Most graffiti artists use their art as a vehicle for their ideas, feelings and political opinions and as a result, their art is a form of social and political commentary deserving of the protection afforded to speech. We therefore focus on the need to place street art in the larger context of freedom of expression and remind domestic and regional courts of the international obligations they are held to respect, obligations which emerge from their allegiance to democratic values and respect for freedom of expression. We also fight to recognise illegal graffiti as creative expression and argue that illegality is not a basis for denying copyright protection.

In the absence of an explanatory context, graffiti can be easily dismissed as senseless provocation. But graffiti is first and foremost a form of expression highly dependent on its context. The place where it is performed and the support it is performed on bear the same importance as the painting itself. Therefore, we emphasize the need for a proper assessment of the context-specific nature of graffiti, as well as of its ephemeral and rebellious character.

Korean artist Taeyong Jeong

The State gave me a public defender for my criminal trial but he did not understand me or my art. I was very depressed and scared I would go to prison and my life would be finished. I am Korean, but there was no one in my country that wanted to take the risk to lose their job to help me. I had no hope left when I contacted Artists-at-Risk Connection. They introduced me to Avant-Garde Lawyers and soon my life would change completely. Avant-Garde Lawyers rapidly found people who could help me in Korea so that I had a lawyer to represent me in court immediately. I first met attorney Andra Matei who was the first to check my psychological state and quickly grasp the circumstances. There is a very surprising fact about this. She is not Korean and we do not speak the same language, but she had so much faith in me and in my art and this meant everything! I started to paint again and life came back to me. Then I met Professor Park Kyungsin, attorneys Yang Hongseok, Kang Teri and Dr Oh Kyeongmi, an art expert in Korea. All of a sudden, attorneys, experts, translators, were taking interest in my case and helping me. For free!

When I read attorney Matei’s submissions I felt she expressed so well everything I wanted to say. I felt the luckiest person on earth and I cried with emotion. I cried at the trial, too. It felt as if I was in a movie.. The lawyer defended me so well.. I have no words to express my gratitude.
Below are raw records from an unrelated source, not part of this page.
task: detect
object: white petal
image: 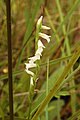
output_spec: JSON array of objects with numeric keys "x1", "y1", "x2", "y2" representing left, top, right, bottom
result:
[
  {"x1": 25, "y1": 69, "x2": 34, "y2": 76},
  {"x1": 34, "y1": 54, "x2": 40, "y2": 60},
  {"x1": 38, "y1": 40, "x2": 45, "y2": 48},
  {"x1": 39, "y1": 33, "x2": 51, "y2": 43},
  {"x1": 25, "y1": 63, "x2": 36, "y2": 69},
  {"x1": 30, "y1": 77, "x2": 34, "y2": 86},
  {"x1": 28, "y1": 55, "x2": 40, "y2": 62},
  {"x1": 28, "y1": 56, "x2": 37, "y2": 62},
  {"x1": 29, "y1": 60, "x2": 34, "y2": 64},
  {"x1": 37, "y1": 16, "x2": 43, "y2": 26},
  {"x1": 42, "y1": 25, "x2": 50, "y2": 30},
  {"x1": 35, "y1": 47, "x2": 43, "y2": 56}
]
I would be in prison right now if it wasn’t for their efforts and confidence in me and my art.

Advancing legal training

Through our unique programmatic work, we train and build capacity among lawyers, civil society professionals, artists and creators. We seek to mitigate a lack of awareness about the national and international legal mechanisms that artists could resort to for the protection of their rights, ensuring that stakeholders worldwide are equipped to defend artistic freedom.

Andra delivering a workshop at the Registry of the European Court of Human Rights, 2020.

Andra is a passionate and dedicated human rights lawyer who not only is a continuous learner but also an excellent trainer, always ready to share her knowledge with others.

Her workshop Art on Trial provoked a general admiration among her colleagues. Andra remained devoted to training even after she had left the Court and returned on two occasions to run this very much appreciated workshop. There are very few specialists on this topic and even fewer are ready to teach on it.

If you are a young human rights lawyer and have the opportunity to enroll in her workshops, do not miss it.

Annie Armianova, ECtHR, Staff Development and Training Officer

Leaders in advocacy

AGL conducts targeted advocacy initiatives with governmental and public institutions as well as diplomatic missions in order to ensure the rights of artists. We regularly engage with international and regional mechanisms in order to strategically ensure protections for artists in situations of increased vulnerability.

Avant-Garde Lawyers, Artists at Risk Connection and Freemuse call for the adoption by the Human Rights Council of a United Nations Declaration on the Rights of Artists. The joint statement was made during the interactive dialogue with the UN Special Rapporteur in the field of cultural rights, Karima Bennoune.